Published: 14 July 2011

Abstract

Background

Systemic therapy for cancer metastatic lesions is difficult and generally renders a poor clinical response. Structural analogs of cisplatin, the most widely used synthetic metal complexes, show toxic side-effects and tumor cell resistance. Recently, palladium complexes with increased stability are being investigated to circumvent these limitations, and a biphosphinic cyclopalladated complex {Pd2 [S(-)C2, N-dmpa]2 (μ-dppe)Cl2} named C7a efficiently controls the subcutaneous development of B16F10-Nex2 murine melanoma in syngeneic mice. Presently, we investigated the melanoma cell killing mechanism induced by C7a, and extended preclinical studies.

Methods

B16F10-Nex2 cells were treated in vitro with C7a in the presence/absence of DTT, and several parameters related to apoptosis induction were evaluated. Preclinical studies were performed, and mice were endovenously inoculated with B16F10-Nex2 cells, intraperitoneally treated with C7a, and lung metastatic nodules were counted. The cytotoxic effects and the respiratory metabolism were also determined in human tumor cell lines treated in vitro with C7a.

Results

Cyclopalladated complex interacts with thiol groups on the mitochondrial membrane proteins, causes dissipation of the mitochondrial membrane potential, and induces Bax translocation from the cytosol to mitochondria, colocalizing with a mitochondrial tracker.

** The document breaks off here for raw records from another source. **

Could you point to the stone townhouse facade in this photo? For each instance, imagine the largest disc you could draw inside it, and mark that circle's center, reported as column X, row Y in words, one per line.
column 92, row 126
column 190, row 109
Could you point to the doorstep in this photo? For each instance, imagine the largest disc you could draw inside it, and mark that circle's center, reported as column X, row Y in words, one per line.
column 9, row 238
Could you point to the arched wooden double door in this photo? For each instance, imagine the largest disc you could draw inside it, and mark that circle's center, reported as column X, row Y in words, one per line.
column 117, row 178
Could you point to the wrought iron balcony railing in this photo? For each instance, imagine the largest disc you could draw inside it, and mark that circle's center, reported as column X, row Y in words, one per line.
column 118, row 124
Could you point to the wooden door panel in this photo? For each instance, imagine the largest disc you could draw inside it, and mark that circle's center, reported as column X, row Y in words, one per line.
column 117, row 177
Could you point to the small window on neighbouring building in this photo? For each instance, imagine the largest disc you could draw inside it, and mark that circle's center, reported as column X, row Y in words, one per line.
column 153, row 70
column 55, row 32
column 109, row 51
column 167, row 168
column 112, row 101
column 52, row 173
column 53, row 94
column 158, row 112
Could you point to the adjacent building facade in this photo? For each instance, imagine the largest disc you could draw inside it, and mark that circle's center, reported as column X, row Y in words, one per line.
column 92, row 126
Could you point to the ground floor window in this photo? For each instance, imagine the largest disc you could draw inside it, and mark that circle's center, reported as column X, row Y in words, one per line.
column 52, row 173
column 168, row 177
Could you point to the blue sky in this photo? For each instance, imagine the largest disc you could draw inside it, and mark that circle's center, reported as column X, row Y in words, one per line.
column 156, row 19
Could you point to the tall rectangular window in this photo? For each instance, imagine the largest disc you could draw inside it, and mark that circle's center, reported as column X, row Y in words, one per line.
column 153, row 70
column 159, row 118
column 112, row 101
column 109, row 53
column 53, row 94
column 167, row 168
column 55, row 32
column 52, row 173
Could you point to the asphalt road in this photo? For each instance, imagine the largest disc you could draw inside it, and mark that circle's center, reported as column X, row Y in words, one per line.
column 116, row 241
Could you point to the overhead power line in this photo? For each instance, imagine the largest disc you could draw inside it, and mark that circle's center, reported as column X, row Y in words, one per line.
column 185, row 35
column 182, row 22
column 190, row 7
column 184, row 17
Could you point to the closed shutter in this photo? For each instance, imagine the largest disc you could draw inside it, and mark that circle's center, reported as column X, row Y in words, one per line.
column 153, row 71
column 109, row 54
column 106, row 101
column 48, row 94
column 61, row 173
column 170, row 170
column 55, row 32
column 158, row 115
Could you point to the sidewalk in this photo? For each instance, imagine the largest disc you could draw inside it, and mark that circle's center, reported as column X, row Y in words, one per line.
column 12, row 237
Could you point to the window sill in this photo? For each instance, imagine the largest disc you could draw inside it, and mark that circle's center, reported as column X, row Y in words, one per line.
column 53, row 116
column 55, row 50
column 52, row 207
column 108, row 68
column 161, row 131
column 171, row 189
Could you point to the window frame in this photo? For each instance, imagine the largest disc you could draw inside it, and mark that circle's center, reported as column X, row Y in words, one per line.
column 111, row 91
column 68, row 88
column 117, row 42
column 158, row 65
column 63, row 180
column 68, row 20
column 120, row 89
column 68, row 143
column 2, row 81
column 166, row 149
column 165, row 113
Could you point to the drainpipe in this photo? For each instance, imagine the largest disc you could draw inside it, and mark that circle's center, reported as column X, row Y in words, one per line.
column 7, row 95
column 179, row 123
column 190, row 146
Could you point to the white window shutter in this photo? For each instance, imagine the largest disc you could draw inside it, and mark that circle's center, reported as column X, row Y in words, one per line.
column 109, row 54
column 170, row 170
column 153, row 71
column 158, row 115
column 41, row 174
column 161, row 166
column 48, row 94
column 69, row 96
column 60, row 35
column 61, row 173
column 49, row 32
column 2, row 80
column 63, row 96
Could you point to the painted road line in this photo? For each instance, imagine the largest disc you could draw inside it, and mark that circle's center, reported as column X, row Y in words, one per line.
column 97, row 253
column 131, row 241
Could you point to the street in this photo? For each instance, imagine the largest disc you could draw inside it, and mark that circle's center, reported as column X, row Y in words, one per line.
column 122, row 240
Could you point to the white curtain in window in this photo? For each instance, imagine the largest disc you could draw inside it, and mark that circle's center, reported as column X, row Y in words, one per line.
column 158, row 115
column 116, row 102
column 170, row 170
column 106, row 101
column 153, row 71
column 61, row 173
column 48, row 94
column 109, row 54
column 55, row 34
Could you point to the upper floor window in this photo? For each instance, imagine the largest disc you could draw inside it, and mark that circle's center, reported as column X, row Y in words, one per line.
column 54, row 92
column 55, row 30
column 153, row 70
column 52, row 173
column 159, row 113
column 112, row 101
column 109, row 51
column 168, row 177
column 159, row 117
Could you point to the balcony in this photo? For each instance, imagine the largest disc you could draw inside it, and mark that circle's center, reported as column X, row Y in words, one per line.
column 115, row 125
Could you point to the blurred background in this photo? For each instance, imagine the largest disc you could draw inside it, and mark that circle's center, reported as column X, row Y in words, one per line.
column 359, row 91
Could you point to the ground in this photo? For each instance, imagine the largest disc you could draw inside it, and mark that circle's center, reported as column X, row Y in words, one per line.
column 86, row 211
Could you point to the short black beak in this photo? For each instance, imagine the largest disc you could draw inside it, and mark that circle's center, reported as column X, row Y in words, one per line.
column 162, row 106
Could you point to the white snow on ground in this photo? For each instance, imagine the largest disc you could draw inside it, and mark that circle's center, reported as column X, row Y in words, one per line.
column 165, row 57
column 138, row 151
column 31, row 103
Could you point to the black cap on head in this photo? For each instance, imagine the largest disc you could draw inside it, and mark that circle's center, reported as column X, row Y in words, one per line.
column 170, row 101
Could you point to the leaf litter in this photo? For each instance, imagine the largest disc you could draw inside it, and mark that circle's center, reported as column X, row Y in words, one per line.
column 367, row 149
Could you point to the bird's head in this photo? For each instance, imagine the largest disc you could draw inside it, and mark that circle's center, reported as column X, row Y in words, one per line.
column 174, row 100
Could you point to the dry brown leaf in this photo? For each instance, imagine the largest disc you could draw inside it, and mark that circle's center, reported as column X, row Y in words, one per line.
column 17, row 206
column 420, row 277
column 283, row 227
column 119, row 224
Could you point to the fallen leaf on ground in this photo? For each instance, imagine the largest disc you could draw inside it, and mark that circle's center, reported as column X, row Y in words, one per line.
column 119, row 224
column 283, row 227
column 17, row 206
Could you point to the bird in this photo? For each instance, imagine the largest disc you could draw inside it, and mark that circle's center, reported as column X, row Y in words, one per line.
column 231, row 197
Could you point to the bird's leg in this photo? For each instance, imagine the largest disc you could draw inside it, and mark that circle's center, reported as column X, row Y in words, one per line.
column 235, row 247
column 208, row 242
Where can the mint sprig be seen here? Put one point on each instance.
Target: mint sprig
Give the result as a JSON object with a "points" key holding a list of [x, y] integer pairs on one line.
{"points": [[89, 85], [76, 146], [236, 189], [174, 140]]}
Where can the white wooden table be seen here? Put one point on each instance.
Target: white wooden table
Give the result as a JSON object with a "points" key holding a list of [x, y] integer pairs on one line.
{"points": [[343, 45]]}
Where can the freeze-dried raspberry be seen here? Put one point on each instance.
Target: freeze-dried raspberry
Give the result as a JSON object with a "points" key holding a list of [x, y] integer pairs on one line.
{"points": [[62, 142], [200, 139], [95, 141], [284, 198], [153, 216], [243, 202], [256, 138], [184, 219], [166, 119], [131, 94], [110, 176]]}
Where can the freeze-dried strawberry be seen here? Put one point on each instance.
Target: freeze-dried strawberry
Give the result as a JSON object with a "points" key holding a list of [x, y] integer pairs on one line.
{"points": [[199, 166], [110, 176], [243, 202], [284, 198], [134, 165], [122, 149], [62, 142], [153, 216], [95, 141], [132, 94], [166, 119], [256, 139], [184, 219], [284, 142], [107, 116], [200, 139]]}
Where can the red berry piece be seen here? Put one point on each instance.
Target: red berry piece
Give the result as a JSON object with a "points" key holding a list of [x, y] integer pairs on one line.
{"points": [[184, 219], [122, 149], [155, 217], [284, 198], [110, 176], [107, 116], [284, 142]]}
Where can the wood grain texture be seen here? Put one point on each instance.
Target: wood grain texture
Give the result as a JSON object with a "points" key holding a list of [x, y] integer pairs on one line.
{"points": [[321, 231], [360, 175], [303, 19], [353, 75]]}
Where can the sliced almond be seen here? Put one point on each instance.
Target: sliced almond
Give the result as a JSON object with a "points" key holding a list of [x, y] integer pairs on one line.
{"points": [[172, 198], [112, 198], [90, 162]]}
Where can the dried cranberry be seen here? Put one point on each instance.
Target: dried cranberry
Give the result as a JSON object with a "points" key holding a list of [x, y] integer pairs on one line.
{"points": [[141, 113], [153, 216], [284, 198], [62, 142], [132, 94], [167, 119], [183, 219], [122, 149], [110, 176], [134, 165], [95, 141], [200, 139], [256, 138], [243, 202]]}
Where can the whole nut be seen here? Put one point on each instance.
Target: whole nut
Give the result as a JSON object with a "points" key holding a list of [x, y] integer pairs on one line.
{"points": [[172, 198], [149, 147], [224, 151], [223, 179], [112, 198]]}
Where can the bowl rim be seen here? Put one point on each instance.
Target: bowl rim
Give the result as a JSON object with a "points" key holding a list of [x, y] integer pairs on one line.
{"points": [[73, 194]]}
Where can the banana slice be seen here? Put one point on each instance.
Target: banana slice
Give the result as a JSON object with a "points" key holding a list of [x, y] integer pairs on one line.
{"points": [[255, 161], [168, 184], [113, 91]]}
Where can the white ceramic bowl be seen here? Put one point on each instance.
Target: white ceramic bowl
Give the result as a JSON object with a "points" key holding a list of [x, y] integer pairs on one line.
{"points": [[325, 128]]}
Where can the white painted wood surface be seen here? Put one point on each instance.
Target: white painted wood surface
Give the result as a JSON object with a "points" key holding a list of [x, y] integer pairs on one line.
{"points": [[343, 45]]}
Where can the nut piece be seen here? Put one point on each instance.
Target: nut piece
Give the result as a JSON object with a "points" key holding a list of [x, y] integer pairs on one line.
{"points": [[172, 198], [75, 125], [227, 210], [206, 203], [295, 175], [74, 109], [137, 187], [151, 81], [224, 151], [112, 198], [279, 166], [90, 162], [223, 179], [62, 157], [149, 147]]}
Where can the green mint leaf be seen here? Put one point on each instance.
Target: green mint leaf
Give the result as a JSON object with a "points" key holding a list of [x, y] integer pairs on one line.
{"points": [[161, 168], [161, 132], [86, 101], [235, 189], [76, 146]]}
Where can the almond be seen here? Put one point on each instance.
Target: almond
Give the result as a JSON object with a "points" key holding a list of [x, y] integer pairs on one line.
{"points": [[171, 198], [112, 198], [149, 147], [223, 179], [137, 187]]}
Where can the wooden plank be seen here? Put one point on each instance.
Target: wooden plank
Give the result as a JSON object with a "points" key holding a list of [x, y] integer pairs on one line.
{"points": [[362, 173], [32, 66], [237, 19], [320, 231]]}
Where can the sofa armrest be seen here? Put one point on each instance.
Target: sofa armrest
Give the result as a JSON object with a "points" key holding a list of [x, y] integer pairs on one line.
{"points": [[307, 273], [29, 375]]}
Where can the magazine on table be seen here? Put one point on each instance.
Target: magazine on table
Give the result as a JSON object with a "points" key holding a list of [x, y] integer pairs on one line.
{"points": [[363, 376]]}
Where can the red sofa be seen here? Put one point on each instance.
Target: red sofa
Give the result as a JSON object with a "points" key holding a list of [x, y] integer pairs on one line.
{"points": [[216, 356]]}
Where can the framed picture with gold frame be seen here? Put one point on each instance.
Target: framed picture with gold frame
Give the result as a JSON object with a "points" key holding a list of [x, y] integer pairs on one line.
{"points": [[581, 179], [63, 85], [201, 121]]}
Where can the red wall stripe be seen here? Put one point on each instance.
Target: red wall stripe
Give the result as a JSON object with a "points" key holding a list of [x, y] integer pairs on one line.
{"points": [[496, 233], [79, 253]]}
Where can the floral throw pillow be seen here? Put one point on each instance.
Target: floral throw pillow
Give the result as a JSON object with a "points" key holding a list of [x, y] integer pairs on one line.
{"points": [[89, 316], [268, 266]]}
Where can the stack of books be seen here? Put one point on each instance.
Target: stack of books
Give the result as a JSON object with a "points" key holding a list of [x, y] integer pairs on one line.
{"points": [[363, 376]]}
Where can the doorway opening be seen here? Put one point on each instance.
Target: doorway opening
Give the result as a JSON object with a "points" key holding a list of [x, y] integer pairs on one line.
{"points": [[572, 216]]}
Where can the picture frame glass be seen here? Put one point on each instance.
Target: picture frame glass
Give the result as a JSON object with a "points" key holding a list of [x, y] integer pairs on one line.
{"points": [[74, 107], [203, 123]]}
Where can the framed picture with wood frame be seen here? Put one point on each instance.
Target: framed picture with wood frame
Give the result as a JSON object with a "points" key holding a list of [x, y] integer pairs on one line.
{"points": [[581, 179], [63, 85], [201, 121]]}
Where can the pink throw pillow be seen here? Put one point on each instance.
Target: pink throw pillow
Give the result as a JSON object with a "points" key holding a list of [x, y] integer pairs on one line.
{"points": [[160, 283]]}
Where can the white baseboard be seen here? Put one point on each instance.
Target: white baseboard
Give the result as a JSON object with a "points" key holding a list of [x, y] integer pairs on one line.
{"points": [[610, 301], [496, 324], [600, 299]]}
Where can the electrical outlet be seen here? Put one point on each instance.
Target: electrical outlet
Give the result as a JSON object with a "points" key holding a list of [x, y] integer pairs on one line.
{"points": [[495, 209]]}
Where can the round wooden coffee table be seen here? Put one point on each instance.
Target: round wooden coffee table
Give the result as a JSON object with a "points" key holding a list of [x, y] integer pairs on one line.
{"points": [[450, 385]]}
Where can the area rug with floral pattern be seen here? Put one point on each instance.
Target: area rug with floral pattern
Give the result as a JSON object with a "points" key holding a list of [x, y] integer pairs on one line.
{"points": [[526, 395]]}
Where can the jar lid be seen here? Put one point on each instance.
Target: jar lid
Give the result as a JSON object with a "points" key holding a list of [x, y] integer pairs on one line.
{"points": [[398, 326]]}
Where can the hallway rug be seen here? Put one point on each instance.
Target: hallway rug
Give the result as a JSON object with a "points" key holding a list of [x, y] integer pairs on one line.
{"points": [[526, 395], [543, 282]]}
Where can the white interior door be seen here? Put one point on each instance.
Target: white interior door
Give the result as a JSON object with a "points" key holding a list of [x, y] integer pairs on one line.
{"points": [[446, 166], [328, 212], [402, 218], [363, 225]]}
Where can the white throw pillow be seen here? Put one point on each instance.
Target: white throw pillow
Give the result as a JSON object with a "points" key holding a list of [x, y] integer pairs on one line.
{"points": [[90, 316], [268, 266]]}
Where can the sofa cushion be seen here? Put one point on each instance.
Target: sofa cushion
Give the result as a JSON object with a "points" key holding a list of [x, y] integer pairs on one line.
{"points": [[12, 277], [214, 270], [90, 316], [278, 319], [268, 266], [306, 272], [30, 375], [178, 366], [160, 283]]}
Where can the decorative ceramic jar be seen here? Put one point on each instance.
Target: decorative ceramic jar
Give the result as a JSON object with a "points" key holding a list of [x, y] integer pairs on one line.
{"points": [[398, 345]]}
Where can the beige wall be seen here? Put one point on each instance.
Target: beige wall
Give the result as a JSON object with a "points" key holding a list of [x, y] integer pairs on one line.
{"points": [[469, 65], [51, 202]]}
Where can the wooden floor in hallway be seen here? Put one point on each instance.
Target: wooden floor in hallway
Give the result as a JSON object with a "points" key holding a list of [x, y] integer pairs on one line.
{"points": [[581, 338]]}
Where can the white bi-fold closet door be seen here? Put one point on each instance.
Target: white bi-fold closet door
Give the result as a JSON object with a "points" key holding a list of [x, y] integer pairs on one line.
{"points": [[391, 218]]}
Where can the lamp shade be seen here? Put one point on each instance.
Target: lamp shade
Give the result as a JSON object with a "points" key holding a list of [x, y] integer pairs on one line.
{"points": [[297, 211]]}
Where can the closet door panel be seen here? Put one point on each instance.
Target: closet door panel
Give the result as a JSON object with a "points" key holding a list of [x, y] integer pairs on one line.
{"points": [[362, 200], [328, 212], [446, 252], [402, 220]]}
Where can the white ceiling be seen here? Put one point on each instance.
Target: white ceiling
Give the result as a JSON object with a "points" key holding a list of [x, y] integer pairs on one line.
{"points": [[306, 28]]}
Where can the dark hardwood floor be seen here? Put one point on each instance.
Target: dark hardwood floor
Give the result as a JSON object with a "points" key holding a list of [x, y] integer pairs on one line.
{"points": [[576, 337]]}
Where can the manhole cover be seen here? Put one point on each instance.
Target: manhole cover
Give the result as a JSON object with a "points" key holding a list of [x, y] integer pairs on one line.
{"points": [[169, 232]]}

C7a also induced an increase in cytosolic calcium concentration, mainly from intracellular compartments, and a significant decrease in the ATP levels. Activation of effector caspases, chromatin condensation and DNA degradation, suggested that C7a activates the apoptotic intrinsic pathway in murine melanoma cells. In the preclinical studies, the C7a complex protected against murine metastatic melanoma and induced death in several human tumor cell lineages in vitro, including cisplatin-resistant ones. The mitochondria-dependent cell death was also induced by C7a in human tumor cells.

Conclusions

The cyclopalladated C7a complex is an effective chemotherapeutic anticancer compound against primary and metastatic murine and human tumors, including cisplatin-resistant cells, inducing apoptotic cell death via the intrinsic pathway.